Saturday 24th June
After ride-share pick-ups in Edinburgh, and drop-offs at IKEA, we glided, excitedly along the sun-drenched, early quiet of the A68, alive with possibilities – to the Rhymers Cafe, Earlston, where the remainder of our perma-tribe greeted us with camaraderie and joy.
The weekend mostly involved travelling around the Scottish Borders in glorious sunshine visiting inspirational places.
Our first port of call was Philiphaugh Salmon Viewing Centre. Here we saw the rusting old water wheel, sat beside a gorgeous stream and pool, and we walked along a wildflower meadow flood plain to the locally developed hydro-electric, Archimedes screw turbine sitting astride Ettrick Water – a fine example of micro-generation that powers the saw mill and other local homes and businesses.

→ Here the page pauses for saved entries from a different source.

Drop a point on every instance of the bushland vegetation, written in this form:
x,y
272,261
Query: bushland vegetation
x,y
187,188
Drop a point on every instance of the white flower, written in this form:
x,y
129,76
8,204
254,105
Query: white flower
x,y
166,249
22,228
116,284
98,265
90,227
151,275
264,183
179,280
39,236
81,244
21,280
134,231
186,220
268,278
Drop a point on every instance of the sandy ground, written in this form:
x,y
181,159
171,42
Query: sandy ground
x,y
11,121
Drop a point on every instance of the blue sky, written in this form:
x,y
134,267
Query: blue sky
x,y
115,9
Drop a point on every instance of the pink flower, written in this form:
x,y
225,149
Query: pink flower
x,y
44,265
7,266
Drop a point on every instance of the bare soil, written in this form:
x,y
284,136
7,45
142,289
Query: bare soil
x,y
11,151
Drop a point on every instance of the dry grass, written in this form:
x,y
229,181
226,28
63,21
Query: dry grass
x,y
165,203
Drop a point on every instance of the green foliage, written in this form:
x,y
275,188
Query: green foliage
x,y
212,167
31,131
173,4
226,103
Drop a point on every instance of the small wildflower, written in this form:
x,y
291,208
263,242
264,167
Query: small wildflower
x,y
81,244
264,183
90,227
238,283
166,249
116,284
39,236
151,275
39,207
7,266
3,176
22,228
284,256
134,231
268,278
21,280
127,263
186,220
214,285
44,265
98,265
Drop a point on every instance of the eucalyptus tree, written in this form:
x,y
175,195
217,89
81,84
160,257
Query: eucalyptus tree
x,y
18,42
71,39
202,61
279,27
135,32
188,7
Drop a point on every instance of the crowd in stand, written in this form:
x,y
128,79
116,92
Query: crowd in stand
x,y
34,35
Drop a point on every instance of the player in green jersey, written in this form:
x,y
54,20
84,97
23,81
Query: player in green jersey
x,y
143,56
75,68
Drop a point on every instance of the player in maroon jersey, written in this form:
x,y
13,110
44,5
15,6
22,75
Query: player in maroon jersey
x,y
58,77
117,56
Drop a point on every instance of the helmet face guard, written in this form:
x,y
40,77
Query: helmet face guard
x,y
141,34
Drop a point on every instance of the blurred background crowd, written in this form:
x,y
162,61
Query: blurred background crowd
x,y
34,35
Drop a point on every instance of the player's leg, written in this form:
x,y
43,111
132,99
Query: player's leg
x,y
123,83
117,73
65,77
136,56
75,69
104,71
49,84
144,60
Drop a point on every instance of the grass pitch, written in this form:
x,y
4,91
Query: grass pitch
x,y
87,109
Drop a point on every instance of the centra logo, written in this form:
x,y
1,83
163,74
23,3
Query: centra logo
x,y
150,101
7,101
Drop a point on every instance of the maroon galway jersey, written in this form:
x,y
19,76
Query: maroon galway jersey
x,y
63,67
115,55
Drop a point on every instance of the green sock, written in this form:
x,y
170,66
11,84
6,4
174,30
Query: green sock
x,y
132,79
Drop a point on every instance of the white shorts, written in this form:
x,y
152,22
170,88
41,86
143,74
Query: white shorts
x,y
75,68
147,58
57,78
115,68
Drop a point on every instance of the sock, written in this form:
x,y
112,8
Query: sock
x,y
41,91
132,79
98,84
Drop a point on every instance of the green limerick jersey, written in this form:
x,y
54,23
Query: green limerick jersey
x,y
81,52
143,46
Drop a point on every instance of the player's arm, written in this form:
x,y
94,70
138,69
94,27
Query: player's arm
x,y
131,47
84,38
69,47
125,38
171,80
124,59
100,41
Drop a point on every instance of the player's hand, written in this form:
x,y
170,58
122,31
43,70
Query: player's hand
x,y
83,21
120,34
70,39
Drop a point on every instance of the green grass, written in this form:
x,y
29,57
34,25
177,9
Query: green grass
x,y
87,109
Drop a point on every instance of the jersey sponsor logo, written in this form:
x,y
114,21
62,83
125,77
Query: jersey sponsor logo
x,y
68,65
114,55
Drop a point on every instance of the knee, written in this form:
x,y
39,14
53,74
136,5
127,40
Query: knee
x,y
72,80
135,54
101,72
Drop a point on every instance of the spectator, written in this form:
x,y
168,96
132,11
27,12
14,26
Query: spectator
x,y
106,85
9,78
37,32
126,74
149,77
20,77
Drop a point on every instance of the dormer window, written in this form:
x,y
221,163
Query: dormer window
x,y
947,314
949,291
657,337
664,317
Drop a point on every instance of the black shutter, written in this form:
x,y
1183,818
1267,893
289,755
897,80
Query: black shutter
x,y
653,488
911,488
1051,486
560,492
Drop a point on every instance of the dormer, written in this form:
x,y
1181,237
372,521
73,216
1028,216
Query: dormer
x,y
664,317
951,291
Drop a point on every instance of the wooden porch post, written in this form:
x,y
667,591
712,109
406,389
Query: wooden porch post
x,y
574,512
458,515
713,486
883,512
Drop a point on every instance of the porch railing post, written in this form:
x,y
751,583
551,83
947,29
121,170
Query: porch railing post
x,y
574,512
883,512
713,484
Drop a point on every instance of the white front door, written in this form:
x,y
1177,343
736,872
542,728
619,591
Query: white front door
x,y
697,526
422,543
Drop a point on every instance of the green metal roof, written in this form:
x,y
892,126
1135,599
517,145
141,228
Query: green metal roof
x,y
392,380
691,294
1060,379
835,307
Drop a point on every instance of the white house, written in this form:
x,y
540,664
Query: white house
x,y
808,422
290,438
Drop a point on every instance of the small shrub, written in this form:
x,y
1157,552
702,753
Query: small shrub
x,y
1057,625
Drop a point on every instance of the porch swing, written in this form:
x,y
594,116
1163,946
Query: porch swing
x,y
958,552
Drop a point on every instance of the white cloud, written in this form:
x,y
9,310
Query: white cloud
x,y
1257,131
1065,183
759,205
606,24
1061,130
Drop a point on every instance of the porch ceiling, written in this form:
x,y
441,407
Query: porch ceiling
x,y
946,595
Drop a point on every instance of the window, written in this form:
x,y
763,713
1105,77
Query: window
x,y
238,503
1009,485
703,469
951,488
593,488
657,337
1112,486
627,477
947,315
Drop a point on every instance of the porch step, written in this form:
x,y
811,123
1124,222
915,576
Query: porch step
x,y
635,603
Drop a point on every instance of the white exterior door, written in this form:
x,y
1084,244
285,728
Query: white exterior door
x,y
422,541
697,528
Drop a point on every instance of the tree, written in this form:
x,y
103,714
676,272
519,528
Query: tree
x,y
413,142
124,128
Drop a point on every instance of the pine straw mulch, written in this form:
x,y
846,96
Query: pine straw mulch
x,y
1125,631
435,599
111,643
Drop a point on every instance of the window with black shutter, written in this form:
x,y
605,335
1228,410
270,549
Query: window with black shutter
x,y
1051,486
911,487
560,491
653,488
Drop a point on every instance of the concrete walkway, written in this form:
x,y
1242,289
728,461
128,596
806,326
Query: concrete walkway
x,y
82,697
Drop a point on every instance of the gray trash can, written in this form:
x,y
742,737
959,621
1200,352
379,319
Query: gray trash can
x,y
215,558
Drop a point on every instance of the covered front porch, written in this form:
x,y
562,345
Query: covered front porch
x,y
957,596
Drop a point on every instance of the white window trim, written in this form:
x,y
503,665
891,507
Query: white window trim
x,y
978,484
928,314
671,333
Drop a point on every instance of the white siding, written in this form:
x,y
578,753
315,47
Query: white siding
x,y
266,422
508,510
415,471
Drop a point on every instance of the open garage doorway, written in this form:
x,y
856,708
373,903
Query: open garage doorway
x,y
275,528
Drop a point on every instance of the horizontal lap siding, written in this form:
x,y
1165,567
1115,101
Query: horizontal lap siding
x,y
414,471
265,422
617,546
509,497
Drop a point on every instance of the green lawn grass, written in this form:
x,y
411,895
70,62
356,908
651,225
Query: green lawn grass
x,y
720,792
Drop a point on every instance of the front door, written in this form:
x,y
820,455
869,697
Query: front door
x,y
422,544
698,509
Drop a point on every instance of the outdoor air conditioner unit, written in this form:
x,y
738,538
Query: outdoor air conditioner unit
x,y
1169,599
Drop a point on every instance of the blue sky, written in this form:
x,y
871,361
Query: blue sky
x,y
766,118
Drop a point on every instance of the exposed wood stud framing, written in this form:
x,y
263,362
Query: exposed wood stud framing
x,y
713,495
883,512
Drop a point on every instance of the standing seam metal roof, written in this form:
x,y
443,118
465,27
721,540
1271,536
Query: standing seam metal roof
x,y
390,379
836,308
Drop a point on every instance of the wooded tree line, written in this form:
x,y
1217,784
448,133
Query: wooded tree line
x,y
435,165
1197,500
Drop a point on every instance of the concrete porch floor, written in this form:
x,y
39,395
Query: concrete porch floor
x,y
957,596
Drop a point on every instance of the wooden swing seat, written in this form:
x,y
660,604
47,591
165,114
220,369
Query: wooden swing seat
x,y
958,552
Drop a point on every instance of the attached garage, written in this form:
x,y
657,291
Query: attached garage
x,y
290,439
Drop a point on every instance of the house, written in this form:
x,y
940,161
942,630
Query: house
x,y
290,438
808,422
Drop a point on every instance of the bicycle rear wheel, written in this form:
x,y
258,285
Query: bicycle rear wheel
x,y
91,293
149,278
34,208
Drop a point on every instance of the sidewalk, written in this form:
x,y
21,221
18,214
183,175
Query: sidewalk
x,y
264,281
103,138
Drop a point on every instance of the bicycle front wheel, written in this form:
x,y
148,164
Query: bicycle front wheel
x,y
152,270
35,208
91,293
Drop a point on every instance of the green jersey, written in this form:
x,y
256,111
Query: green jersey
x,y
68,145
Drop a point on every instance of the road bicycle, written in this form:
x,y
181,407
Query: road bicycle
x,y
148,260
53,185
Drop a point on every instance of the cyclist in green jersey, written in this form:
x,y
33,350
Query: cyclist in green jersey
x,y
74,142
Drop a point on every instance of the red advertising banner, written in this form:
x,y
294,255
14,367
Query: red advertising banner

We then stopped at the local cafe for coffee and a delicious German Apple Cake before making our way to another inspirational permacultural site that Graham was involved in developing – Tweed Horizons by Newtown St Boswells.
In the overgrown orchard we picked walnuts and marvelled at the serene, beauty of the place. The project no longer runs and it was interesting and somewhat sad to see what happens when a permaculture site is no longer maintained. You can read about the project in it’s original form via the 1996 article, ‘Tweed Horizons: permaculture growing and living in the Scottish Borders’ in Permaculture Magazine. We also investigated the adjacent agroforestry project, again a vibrant intervention returned to the wild. The location of the site was idyllic, nestled into a hillside on the banks of the River Tweed opposite Dryburgh Abbey. I’m keen to investigate how this centre can be revitalised.
The last trip of the day was for a late lunch to Scott’s View, an astonishingly picturesque view of the Tweed Valley, where we mused the wonders of the day.
In the evening, five of us merrily camped outside Kelso.
Sunday 25th June
A groggy start and meet-up at Rhymers Cafe before we headed to Tim Stead’s house.
Tim Stead was a visionary wood sculptor whose influence is felt the world over. He died at 48, some years ago but his house and workshop are a living testament to the man. His widow Maggy made them available to us to view and so a big thanks is due to Graham and Nancy for making this awe-inspiring trip possible. It is difficult to put into words the elemental creativity of the place – every object and surface a masterpiece of organic design that breathed a sensual life. Everyone was awed by the experience. The place certainly affected me deeply, and I spent the remainder of the day in a beautiful, inspired, contemplative mood that will stay with me for many years to come.
After a meandering, glorious, sunny, life-affirming drive back to Grahams, we had a wonderful, alfresco Sunday lunch and spent the remainder of the day harvesting strawberries and cherries and talking about water in terms of the permaculture view.